This project will examine the connection between variants in the superoxide-generating leukocyte NADPH oxidase 2 (NOX2), genetic susceptibility and pathogenesis of SLE to follow up on our exciting discovery linking leukocyte NADPH oxidase NCF2 H389Q and R395W mutations to human SLE. Our central hypothesis is that SLE is not a single disease entity, but rather represents distinct subtypes based on combination of some of the genetic risk factors. Thus, we hypothesize that lupus linked to reduced NADPH oxidase activity as a consequence of NOX2 functional variants represent a distinct subtype of SLE with specific pathways regulating pathogenesis, unique biomarkers and therefore responsive to specific therapies. In the present study we will determine the overall prevalence of functionally important NADPH oxidase variants in lupus subjects using next generation sequencing (NGS) technologies to detect and validate important new variants in 9 NADPH oxidase genes and determine the extent of the contribution of the NADPH oxidase complex to the genetic predisposition to human SLE (aim 1) and will further analyze the identified and functionally promising H389Q and R395W NCF2 variants (subaims 1.3 and 1.4).
In specific aim 2 we will investigate mechanisms by which reduced NADPH oxidase activity promotes lupus pathogenesis using newly created mouse models of lupus with genetic defects in the NADPH oxidase, including partial deficiency (haploinsufficient NCF2, hypomorphic NCF2) and with deletion of NADPH oxidase in selected myeloid lineages. These mechanistic analyses will be done on several levels: gene expression studies (subaim 2.1) to define biological markers and pathways regulating NOX2 associated lupus; role of type I IFNs in driving pathogenesis (subaim 2.2); role of different cell subsets in driving the process (subaim 2.3); role of NETosis in the pathogenesis (subaim 2.4) and finally assessing potential NOX2 agonists as likely specific treatment modality to this subset of lupus (subaim 2.5).

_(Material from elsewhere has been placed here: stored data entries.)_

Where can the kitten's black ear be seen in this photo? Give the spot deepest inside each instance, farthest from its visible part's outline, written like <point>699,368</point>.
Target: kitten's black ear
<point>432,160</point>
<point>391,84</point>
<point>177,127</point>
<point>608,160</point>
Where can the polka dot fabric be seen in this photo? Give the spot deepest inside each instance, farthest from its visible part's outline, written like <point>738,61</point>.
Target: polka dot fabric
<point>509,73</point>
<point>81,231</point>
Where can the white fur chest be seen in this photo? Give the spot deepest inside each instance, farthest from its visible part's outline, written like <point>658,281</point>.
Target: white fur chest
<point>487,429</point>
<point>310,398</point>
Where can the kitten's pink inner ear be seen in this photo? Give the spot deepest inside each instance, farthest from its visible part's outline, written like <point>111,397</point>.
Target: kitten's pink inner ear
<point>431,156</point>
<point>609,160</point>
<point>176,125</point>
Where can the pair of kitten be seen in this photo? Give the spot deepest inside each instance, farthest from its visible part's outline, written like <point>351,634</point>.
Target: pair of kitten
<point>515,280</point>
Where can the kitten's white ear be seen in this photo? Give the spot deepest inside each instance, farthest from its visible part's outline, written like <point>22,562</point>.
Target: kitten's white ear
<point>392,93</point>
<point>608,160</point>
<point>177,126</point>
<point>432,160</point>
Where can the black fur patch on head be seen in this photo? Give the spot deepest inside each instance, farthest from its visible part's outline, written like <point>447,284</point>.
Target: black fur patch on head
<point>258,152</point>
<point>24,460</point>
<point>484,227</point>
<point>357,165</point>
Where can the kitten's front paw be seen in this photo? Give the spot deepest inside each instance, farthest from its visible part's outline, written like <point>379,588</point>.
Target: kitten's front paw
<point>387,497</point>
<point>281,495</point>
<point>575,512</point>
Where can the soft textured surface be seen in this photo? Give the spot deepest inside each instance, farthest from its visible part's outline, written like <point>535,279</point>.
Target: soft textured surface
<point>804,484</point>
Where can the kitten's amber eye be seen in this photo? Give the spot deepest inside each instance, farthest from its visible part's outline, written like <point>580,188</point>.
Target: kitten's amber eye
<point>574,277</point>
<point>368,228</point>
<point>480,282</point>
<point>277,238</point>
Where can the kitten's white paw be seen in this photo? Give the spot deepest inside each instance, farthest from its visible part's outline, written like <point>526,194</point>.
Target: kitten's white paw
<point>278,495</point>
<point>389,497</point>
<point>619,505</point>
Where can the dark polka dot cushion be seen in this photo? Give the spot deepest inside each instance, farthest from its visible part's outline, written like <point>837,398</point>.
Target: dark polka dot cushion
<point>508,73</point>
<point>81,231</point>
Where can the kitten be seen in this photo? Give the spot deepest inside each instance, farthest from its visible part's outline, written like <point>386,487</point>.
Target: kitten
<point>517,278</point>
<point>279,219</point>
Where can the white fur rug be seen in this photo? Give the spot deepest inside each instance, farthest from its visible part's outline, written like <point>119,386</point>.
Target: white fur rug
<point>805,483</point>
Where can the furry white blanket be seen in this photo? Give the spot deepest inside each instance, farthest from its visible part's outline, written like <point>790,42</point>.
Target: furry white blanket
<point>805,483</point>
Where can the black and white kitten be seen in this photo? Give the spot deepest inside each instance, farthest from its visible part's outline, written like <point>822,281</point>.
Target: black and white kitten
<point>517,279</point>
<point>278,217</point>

Lupus is a debilitating multisystem autoimmune disorder, characterized by chronic inflammation and extensive immune dysregulation in multiple organ systems, resulting in significant morbidity and mortality, affecting more than 1.5 million Americans 90% of which are women. Our studies will result in new understanding of the genetics of SLE by pinpointing specific causal mutations in genes, pathways and mechanisms that may result in in new and precise treatment modalities. The results obtained in lupus will apply to many other autoimmune diseases which affect up to 5% of the US population.